ひろかずのブログ

加古川市・高砂市・播磨町・稲美町地域の歴史探訪。
かつて、「加印地域」と呼ばれ、一つの文化圏・経済圏であった。

稲美町探訪(462):蛸草を歩く(5)・小山五郎右衛門①

2011-04-12 07:48:44 |  ・稲美町蛸草

   

蛸草新村は、蛸草大池の上流の村

8741f1e6蛸草新村は元禄10年(1697)、中村大庄屋・小山五郎右衛門、上西条(現:加古川市八幡町)の大庄屋・沼田与次太夫の両人よるもので、村名は、はじめはその面積から「六十丁」と呼ばれました。

蛸草新村は、天満大池(以下、当時の呼び方である蛸草大池という)が水を集める溝(流・りゅう)の上流にあたります。

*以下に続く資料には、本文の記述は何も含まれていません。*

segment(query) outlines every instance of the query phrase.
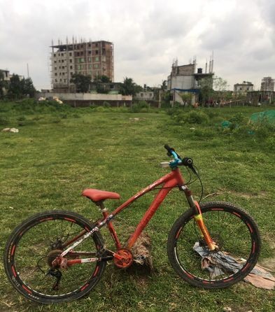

そこに蛸草新田がつくられると、それらの田畑を潤すための溜池がつくられることになります。

当然のこととして蛸草大池に集まる水は少なくなります。

旧蛸草村(北山・中村・森安・六分一・国安・岡とその周辺)の百姓は、黙っていることはできません。

当時でも、水利慣行の変更は余ほどのことがなければ不可能でした。

旧蛸草村の人々は蛸草大池の上流に新池を作ることに反対します。

可能な方法は、一つだけあります。

藩の命令です。

藩からの命令があれば百姓はしぶしぶでも従わねばなりません。

   

大庄屋・小山五郎右衛門

しかし、蛸草新田の開発では、藩の命令があったという形跡はありません。

地元で解決しなければなりません。

さいわい、当時、開発の中心になったのは、上西条の大庄屋・沼田与次太夫と中村の大庄屋・小山五郎右衛門でした。

とりわけ、大庄屋・五郎右衛門は元禄年間から宝永年間にかけて、その辣腕を発揮した大庄屋でした。

五郎右衛門は、旧蛸草村の中心であった中村の人です。

彼は、旧蛸草の村々の百姓を説得できる立場にあった唯一の人物です。

時には、強引に事を運び、横暴ぶりも発揮するのですが、五郎右衛門こそ蛸草新村の歴史をつくった第一人者です。

新田は、「蛸草荘」の最後の開発地という意味で蛸草新田と改名されました。

新田村を「蛸草新村」と名づけたのも五郎右衛門だったのかもしれません。